Trust
The page to send to your security reviewer: what TokSuan sees, what we store, how provider keys are protected, and where the current reliability boundary is.
Short version
TokSuan proxies model requests on your behalf. You bring the provider key. We store request metadata in a per-project ledger so you can audit spend, route turns to safer/cheaper models, and stop runaway agent loops before upstream billing.
BYO provider keys
You keep the OpenAI / Anthropic / DeepSeek provider relationship and bill.
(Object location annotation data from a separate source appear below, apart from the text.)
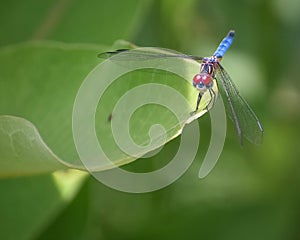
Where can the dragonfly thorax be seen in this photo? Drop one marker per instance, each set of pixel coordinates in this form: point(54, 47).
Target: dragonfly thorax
point(203, 81)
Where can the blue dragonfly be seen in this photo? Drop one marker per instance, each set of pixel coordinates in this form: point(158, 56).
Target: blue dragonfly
point(246, 122)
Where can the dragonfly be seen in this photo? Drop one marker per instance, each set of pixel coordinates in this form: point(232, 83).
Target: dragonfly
point(246, 122)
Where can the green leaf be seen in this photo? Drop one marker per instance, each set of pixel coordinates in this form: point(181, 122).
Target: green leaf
point(31, 203)
point(39, 83)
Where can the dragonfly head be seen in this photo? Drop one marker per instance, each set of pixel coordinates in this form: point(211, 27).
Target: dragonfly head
point(202, 81)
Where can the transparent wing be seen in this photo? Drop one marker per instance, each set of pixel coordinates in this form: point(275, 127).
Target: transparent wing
point(142, 54)
point(246, 122)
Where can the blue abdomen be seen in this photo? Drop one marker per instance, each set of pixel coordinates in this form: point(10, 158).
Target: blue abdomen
point(224, 45)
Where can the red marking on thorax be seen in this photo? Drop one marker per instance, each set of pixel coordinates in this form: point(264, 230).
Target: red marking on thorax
point(205, 78)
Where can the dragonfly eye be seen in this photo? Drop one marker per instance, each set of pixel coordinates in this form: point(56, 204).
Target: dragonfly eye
point(202, 79)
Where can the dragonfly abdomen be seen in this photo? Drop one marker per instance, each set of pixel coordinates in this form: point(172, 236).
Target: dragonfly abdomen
point(224, 45)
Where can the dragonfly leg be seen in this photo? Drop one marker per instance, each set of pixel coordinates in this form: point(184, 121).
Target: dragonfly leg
point(198, 102)
point(212, 98)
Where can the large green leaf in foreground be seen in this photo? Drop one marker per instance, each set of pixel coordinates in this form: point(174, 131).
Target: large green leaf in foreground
point(38, 86)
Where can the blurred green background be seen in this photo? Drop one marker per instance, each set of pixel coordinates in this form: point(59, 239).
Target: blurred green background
point(253, 192)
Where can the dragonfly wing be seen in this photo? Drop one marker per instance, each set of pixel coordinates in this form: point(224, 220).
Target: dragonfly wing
point(142, 54)
point(246, 122)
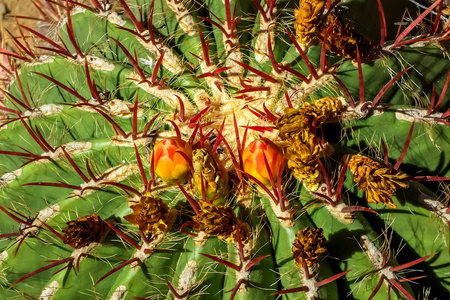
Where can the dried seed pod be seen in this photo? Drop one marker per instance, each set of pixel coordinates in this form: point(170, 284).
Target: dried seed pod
point(213, 174)
point(151, 215)
point(303, 155)
point(308, 244)
point(308, 19)
point(221, 221)
point(379, 183)
point(85, 231)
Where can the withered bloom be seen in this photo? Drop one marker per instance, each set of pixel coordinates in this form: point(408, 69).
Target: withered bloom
point(301, 145)
point(84, 231)
point(379, 183)
point(213, 174)
point(151, 215)
point(221, 221)
point(308, 19)
point(343, 40)
point(314, 27)
point(303, 156)
point(296, 122)
point(308, 244)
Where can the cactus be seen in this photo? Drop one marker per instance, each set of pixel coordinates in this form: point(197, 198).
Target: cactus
point(154, 149)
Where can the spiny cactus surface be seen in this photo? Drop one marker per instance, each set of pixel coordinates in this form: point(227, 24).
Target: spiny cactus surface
point(263, 149)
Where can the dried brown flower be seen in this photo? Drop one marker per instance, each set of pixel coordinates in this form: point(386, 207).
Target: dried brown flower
point(308, 244)
point(151, 215)
point(84, 231)
point(303, 155)
point(313, 26)
point(221, 221)
point(343, 40)
point(308, 18)
point(379, 183)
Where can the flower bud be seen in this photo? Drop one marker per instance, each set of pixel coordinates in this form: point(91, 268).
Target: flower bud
point(169, 163)
point(255, 164)
point(212, 173)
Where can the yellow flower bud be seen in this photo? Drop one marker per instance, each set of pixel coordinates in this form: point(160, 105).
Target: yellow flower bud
point(255, 164)
point(169, 163)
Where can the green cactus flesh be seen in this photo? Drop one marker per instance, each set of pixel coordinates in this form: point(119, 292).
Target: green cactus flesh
point(85, 107)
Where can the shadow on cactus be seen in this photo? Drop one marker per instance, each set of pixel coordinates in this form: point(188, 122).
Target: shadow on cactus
point(228, 149)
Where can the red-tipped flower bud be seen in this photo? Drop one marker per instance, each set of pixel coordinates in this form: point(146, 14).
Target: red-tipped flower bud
point(169, 163)
point(256, 165)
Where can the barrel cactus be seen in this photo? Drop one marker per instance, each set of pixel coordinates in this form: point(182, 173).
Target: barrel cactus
point(263, 149)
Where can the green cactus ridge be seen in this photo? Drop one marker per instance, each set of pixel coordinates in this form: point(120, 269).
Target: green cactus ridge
point(227, 149)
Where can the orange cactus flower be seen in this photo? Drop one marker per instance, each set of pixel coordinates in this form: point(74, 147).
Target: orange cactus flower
point(169, 163)
point(255, 164)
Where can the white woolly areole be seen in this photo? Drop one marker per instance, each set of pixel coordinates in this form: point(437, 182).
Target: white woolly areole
point(233, 54)
point(140, 253)
point(9, 177)
point(43, 110)
point(170, 59)
point(3, 256)
point(42, 217)
point(336, 209)
point(71, 148)
point(49, 291)
point(201, 238)
point(95, 62)
point(299, 92)
point(167, 94)
point(115, 174)
point(119, 293)
point(436, 206)
point(114, 107)
point(418, 115)
point(376, 257)
point(310, 282)
point(186, 280)
point(184, 19)
point(265, 29)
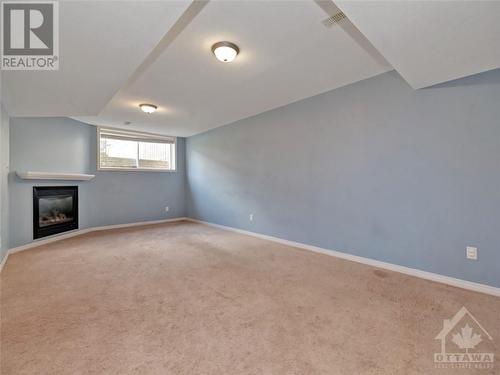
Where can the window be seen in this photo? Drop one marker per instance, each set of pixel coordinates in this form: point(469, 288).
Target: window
point(126, 150)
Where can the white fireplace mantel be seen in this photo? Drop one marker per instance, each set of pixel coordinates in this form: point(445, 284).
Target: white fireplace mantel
point(29, 175)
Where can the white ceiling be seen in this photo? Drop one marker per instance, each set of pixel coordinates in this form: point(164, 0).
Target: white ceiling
point(430, 42)
point(101, 43)
point(115, 55)
point(287, 54)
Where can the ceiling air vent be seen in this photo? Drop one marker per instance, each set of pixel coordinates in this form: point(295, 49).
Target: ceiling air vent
point(335, 19)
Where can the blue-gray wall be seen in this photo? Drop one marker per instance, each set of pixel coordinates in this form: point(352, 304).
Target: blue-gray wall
point(4, 172)
point(375, 169)
point(65, 145)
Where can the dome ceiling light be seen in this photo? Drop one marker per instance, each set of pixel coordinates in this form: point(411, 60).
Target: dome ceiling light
point(225, 51)
point(148, 108)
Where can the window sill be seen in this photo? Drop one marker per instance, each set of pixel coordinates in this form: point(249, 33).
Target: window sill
point(135, 170)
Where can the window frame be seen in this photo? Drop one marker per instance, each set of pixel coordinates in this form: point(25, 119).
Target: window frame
point(114, 169)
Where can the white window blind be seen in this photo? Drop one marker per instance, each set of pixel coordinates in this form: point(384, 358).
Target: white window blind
point(127, 150)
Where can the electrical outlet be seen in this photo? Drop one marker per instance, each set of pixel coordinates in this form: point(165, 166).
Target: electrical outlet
point(471, 253)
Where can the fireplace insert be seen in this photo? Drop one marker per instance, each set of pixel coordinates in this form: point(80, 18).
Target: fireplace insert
point(55, 210)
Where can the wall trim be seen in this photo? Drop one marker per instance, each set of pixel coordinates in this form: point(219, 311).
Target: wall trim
point(459, 283)
point(79, 232)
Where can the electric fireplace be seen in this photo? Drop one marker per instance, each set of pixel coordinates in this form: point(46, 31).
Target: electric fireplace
point(55, 210)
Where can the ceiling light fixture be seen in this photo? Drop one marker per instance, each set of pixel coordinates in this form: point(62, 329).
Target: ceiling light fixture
point(148, 108)
point(225, 51)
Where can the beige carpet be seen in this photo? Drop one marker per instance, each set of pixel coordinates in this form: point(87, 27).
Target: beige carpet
point(186, 298)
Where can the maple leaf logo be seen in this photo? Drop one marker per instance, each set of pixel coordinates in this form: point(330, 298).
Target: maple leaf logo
point(466, 340)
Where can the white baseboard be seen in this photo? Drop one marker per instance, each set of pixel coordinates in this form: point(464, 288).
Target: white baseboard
point(459, 283)
point(79, 232)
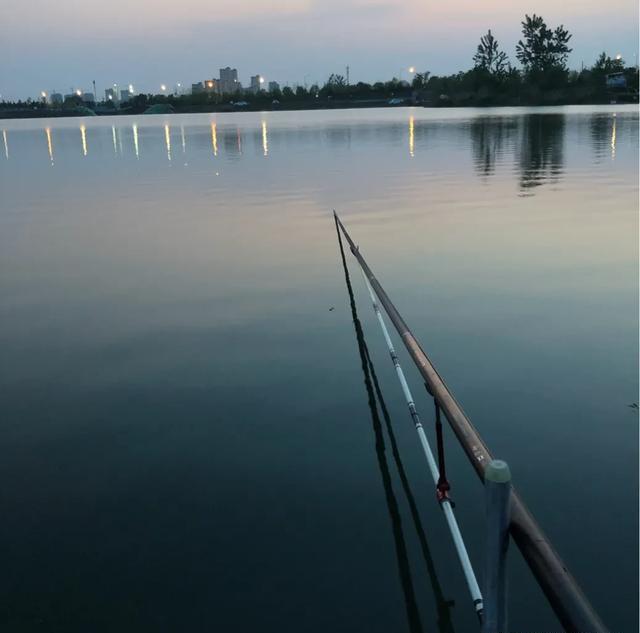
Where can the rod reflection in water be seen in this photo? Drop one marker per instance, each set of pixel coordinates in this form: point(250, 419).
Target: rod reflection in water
point(265, 140)
point(411, 136)
point(167, 140)
point(49, 144)
point(374, 391)
point(83, 136)
point(136, 145)
point(214, 139)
TokSuan does not resell tokens or take a spend spread.
KMS envelope encryption
Hosted BYO keys are AES-256-GCM encrypted with per-row DEKs wrapped by AWS or GCP KMS. Master keys never leave KMS.
Request body controls
Gateway deployments can store full bodies, sampled bodies, or compact stubs. Hosted defaults to a limited rolling window with deletion paths.
Self-host escape hatch
If hosted reliability, procurement, or data residency is a blocker, run the same Apache-2.0 code on your own infrastructure.
Live deployment posture
from gateway /health · cached 30s| Control | Status | Why security cares |
|---|---|---|
| BYO key encryption | env-master-key | KMS-backed hosted deployments avoid raw provider keys at rest. |
| Request body storage | sample | Controls whether prompts are retained fully, sampled, or stubbed. |
| Quality embedding | not configured | Enables semantic comparison for shadow A/B quality proof. |
| Internal replay | not configured | Replay endpoint stays disabled unless the shared secret is set. |
| OpenTelemetry export | not configured | Shows whether traces leave the deployment for an external backend. |
| Baseline policy | 5 bucket(s) | Explains whether automatic route-down policy is active. |
For the full operator-facing integration list, open Settings → System integrations.
What data moves where
| Data | Where it goes | Why |
|---|---|---|
| Prompt and response body | Your chosen upstream provider; TokSuan request ledger | Forward the request, compute cost, debug failures, prove savings |
| TokSuan API key | TokSuan database as SHA-256 hash | Authenticate gateway requests without storing plaintext |
| BYO provider key | KMS-encrypted database row; decrypted on the gateway hot path | Call upstream using your own provider account |
| Billing metadata | Stripe + local subscription mirror | Plan enforcement, upgrades, cancellation, receipts |
Current reliability boundary
TokSuan does not offer a formal hosted SLA yet. We are explicit about that because a false 99.9% promise would be worse than an honest boundary. If reliability is a procurement blocker today, self-host the same code under your own SLO.